I can well imagine what Adolf's Christmas Eve in the year 1907 was really like. That he did not want to go to Raubal I could understand. I could also understand that he did not want to disturb our quiet little family celebration, to which I had invited him. The serene harmony of our home would have made him feel his loneliness even more. Compared with Adolf, I considered myself fortune's favourite, for I had everything that he had lost: a father who provided for me, a mother who loved me and a quiet home which welcomed me into its peace.

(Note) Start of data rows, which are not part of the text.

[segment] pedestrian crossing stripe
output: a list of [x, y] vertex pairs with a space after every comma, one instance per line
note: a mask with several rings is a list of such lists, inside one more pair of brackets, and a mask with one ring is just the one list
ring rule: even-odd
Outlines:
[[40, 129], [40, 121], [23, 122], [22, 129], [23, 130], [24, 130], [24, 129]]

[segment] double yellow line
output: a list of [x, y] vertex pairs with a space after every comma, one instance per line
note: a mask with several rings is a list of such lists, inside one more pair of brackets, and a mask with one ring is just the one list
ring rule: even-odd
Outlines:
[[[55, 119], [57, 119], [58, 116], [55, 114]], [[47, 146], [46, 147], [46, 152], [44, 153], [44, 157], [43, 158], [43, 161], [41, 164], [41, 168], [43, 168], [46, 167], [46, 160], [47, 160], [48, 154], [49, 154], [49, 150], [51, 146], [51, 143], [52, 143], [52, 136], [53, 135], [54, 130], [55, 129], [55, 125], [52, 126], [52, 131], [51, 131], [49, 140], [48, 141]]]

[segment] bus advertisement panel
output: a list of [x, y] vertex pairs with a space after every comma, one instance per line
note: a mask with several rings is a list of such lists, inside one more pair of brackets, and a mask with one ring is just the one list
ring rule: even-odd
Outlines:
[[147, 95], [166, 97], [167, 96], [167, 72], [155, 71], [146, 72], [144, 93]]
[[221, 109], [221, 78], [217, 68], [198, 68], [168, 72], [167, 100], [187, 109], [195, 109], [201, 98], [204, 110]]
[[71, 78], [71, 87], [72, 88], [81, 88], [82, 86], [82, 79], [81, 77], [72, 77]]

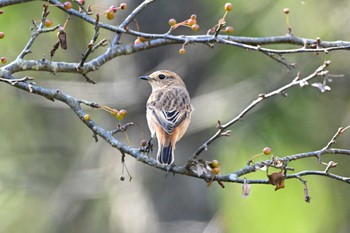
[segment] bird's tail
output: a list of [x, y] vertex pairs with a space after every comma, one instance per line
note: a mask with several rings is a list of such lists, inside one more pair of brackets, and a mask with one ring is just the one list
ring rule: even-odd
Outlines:
[[165, 143], [165, 145], [158, 144], [157, 160], [161, 164], [172, 164], [174, 162], [174, 148], [171, 143]]

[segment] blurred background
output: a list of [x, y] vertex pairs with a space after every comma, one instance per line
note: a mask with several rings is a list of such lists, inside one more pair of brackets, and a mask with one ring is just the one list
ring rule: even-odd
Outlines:
[[[86, 1], [103, 11], [120, 1]], [[115, 19], [101, 21], [119, 24], [141, 1], [126, 1], [128, 9]], [[201, 29], [184, 28], [175, 34], [205, 34], [224, 14], [226, 1], [156, 1], [139, 17], [144, 32], [164, 33], [168, 20], [178, 22], [197, 14]], [[290, 24], [296, 36], [321, 40], [349, 40], [350, 2], [338, 1], [234, 1], [227, 16], [237, 36], [277, 36], [287, 32], [283, 9], [290, 9]], [[73, 4], [74, 5], [74, 4]], [[75, 6], [76, 7], [76, 6]], [[40, 20], [42, 2], [33, 1], [3, 9], [0, 15], [0, 56], [16, 58], [30, 38], [31, 20]], [[63, 24], [66, 15], [50, 7], [54, 25]], [[132, 27], [133, 25], [131, 25]], [[53, 60], [78, 62], [93, 35], [93, 27], [72, 17], [66, 32], [68, 50], [59, 49]], [[101, 30], [100, 39], [113, 33]], [[123, 35], [123, 43], [136, 38]], [[41, 35], [27, 59], [49, 58], [56, 33]], [[273, 47], [273, 46], [270, 46]], [[293, 46], [275, 46], [293, 48]], [[222, 173], [244, 167], [254, 154], [269, 146], [277, 156], [318, 150], [324, 147], [338, 127], [350, 124], [348, 52], [288, 55], [286, 67], [262, 54], [242, 49], [202, 44], [163, 46], [122, 56], [107, 63], [90, 78], [79, 75], [39, 72], [29, 75], [38, 85], [58, 88], [80, 99], [128, 111], [122, 123], [135, 122], [121, 141], [139, 147], [150, 133], [146, 126], [145, 103], [150, 86], [138, 79], [158, 69], [169, 69], [183, 77], [195, 111], [187, 134], [178, 143], [176, 163], [189, 156], [215, 132], [217, 120], [235, 117], [260, 93], [290, 82], [301, 72], [306, 76], [331, 60], [330, 92], [313, 87], [288, 90], [288, 97], [276, 96], [260, 104], [231, 127], [232, 136], [213, 143], [201, 155], [221, 162]], [[103, 52], [103, 48], [99, 52]], [[94, 54], [95, 55], [95, 54]], [[98, 52], [96, 53], [98, 55]], [[315, 80], [321, 81], [321, 80]], [[126, 157], [132, 176], [122, 171], [121, 155], [103, 140], [95, 143], [91, 131], [67, 107], [0, 85], [0, 232], [349, 232], [350, 186], [325, 177], [308, 176], [311, 203], [304, 202], [303, 185], [287, 180], [286, 188], [274, 191], [271, 185], [253, 185], [243, 199], [240, 184], [210, 187], [202, 180], [167, 175]], [[113, 129], [119, 123], [111, 115], [86, 109], [100, 125]], [[350, 133], [335, 147], [350, 148]], [[155, 145], [156, 146], [156, 145]], [[154, 156], [154, 155], [153, 155]], [[261, 158], [267, 159], [267, 158]], [[326, 155], [324, 161], [338, 163], [332, 172], [349, 176], [349, 158]], [[296, 171], [323, 170], [316, 159], [291, 163]], [[126, 177], [120, 181], [120, 176]], [[257, 172], [247, 178], [264, 178]]]

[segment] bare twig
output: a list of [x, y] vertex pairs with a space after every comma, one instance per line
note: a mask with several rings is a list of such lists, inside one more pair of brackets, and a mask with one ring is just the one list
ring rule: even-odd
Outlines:
[[221, 127], [219, 128], [219, 130], [211, 137], [209, 138], [207, 141], [205, 141], [203, 143], [202, 146], [200, 146], [194, 153], [192, 158], [189, 160], [194, 160], [198, 157], [198, 155], [203, 152], [204, 150], [206, 150], [208, 148], [208, 146], [214, 142], [215, 140], [217, 140], [219, 137], [222, 136], [222, 133], [224, 132], [224, 130], [226, 130], [228, 127], [230, 127], [231, 125], [233, 125], [234, 123], [238, 122], [239, 120], [241, 120], [251, 109], [253, 109], [255, 106], [257, 106], [259, 103], [261, 103], [263, 100], [266, 100], [272, 96], [275, 95], [280, 95], [282, 93], [284, 93], [287, 89], [293, 87], [293, 86], [301, 86], [304, 85], [305, 83], [307, 83], [310, 79], [316, 77], [319, 75], [319, 73], [321, 71], [324, 71], [326, 69], [326, 67], [328, 67], [328, 65], [330, 64], [330, 61], [325, 61], [323, 63], [323, 65], [321, 65], [320, 67], [318, 67], [312, 74], [310, 74], [309, 76], [300, 79], [299, 76], [297, 76], [294, 80], [292, 80], [292, 82], [288, 83], [287, 85], [284, 85], [283, 87], [278, 88], [277, 90], [274, 90], [268, 94], [262, 94], [259, 95], [258, 98], [256, 98], [255, 100], [253, 100], [245, 109], [243, 109], [243, 111], [241, 111], [235, 118], [233, 118], [232, 120], [230, 120], [229, 122], [227, 122], [226, 124], [221, 125]]

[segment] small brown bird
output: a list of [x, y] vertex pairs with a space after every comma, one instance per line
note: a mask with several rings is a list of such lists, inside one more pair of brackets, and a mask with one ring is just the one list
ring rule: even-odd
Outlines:
[[175, 144], [191, 121], [190, 95], [182, 79], [168, 70], [159, 70], [140, 79], [148, 81], [152, 87], [146, 117], [152, 138], [158, 139], [157, 160], [161, 164], [172, 164]]

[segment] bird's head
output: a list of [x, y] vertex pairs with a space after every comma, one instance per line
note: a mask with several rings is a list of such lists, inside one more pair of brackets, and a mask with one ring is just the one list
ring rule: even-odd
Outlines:
[[185, 86], [179, 75], [169, 70], [158, 70], [140, 79], [148, 81], [153, 90], [167, 86]]

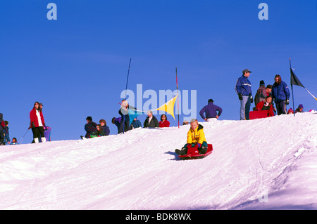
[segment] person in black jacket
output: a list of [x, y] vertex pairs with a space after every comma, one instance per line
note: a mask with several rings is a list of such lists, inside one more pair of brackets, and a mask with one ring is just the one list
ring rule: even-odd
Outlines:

But he? Where should he have gone that Christmas Eve? He had no acquaintances, no friends, nobody who would have received him with open arms. For him the world was hostile and empty.
So he went – to Stefanie. That is to say – to his dream.
All he ever told me of that Christmas Eve was that he had wandered around for hours. Only towards morning had he returned to his mother's home and gone to sleep. What he thought, felt and suffered, I never knew.